Postpartum depression/anxiety does not discriminate. It does not prey on the weak and take down the willing. It can happen to anyone. 1 in 7 women will experience postpartum depression/anxiety. Chances are you know someone who has had or has it now. Maybe that woman is you.
Listen up: It is not a sign of weakness or failure. No one experiences it the same. Most importantly it is not your fault!
I can’t speak for everyone but here are a few things I have learned from my own experience:
1. We can have good days. We laugh, put make up on and even get out of the house. In fact most women will try extra hard to hide the fact that they are secretly fighting an inner demon. But truthfully not all days are bad. There are some pretty good ones. But on the bad days it can take every ounce of motivation to get out of bed and parent.
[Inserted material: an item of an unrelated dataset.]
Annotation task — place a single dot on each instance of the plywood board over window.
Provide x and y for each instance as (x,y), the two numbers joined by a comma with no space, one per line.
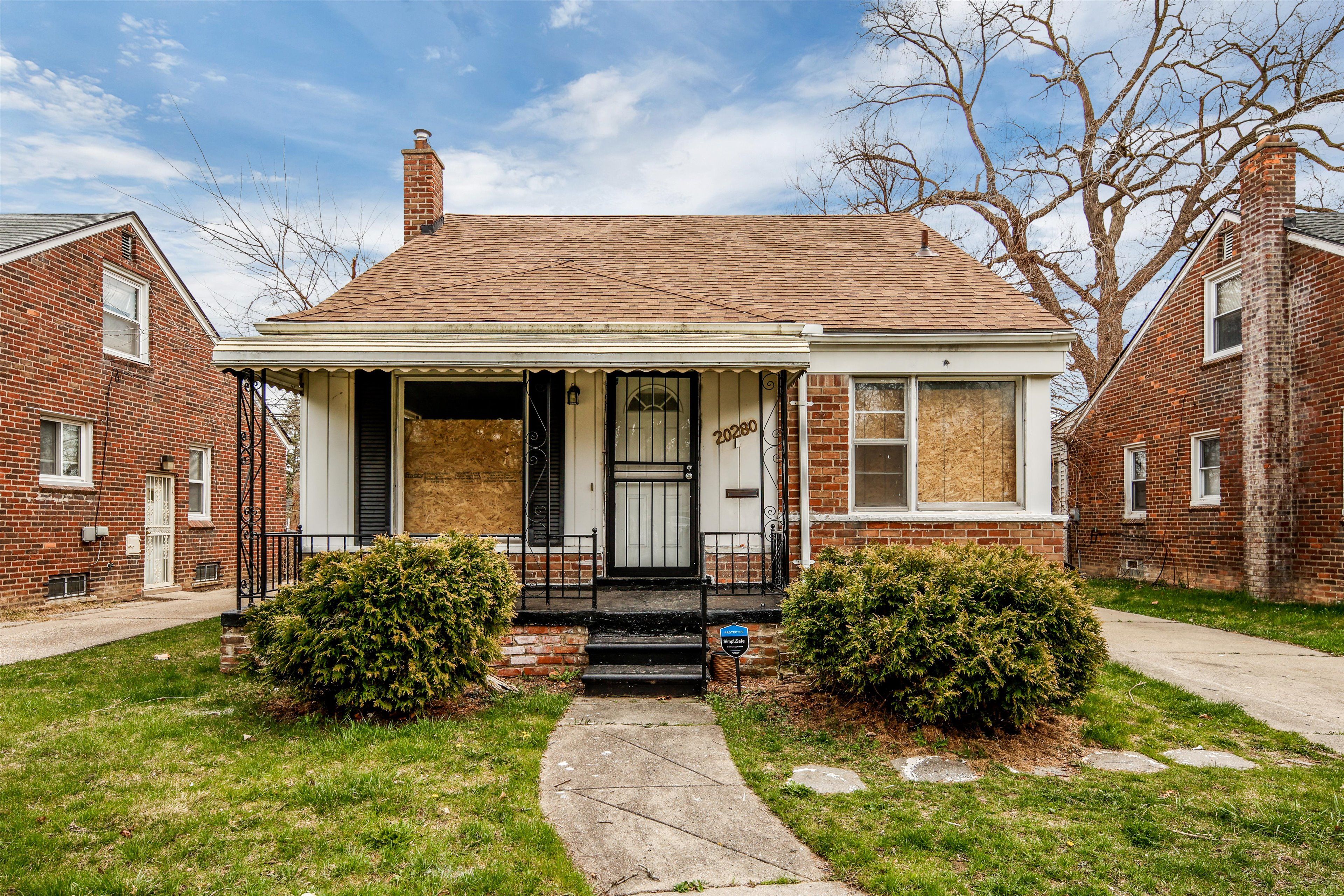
(464,475)
(968,442)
Those days suck.
2. We constantly worry, even on the good days. It is in the back of our heads, every move we make, life’s what if’s, analyzing our words before we speak them, you name it and we worry about it.
3. If you ask us how we are doing we will most likely say…GREAT! There are a few reasons for this:
A.We don’t want to make you feel uncomfortable. We know when the word “Postpartum” is uttered it suddenly changes the mood, you have no idea how to respond and we are now the Debbie Downer. (sorry to all the Debbie’s out there)
B. We feel embarrassed because aren’t happy-happy-joy-joy and we should be…shouldn’t we? I mean we just had a baby and women out there are dealing with real issues like infertility, miscarriage and more. It wouldn’t be fair of us to burden you with our problems. Atleast thats how we feel.
C. No one wants to admit defeat and say they are struggling. We are scared to open up and say it to you because then you might think we are crazy, take away our kids, have us locked up and throw away the keys.
Read between the lines and ask different questions that doesn’t make us feel the need to say GREAT! Sometimes we just need a non-judgemental sounding board, a hug and a good cup of coffee to turn our day around.
4. We don’t all have thoughts of hurting our kids or ourselves. Unfortunately this is not the case for some women and to you I am truly sorry you are going through this. But it is not your fault! I repeat NOT YOUR FAULT! YOUR HORMONES ARE ASSHOLES THAT NEED TO GET IN CHECK!
5. It can happen to dads too. Having a baby is life changing for everyone. So pay attention to the men in your life and show them love and support. Men need encouragement too.
6. Most importantly you will get through this and it is way easier with help. Weather it is talking about it, getting on medication, exercise, or whatever floats your boat. Just don’t fight this alone. I can honestly say that your bad days will become less and less until finally they are just a distant memory. You will get back to feeling like “you” again!
So remember you are a beautiful strong momma and woman! This does not define you.
We need to end the silence and start sharing our experiences so we can fight this together instead of alone in our houses covered in spit up.
If my story helps even one person then all this was worth it!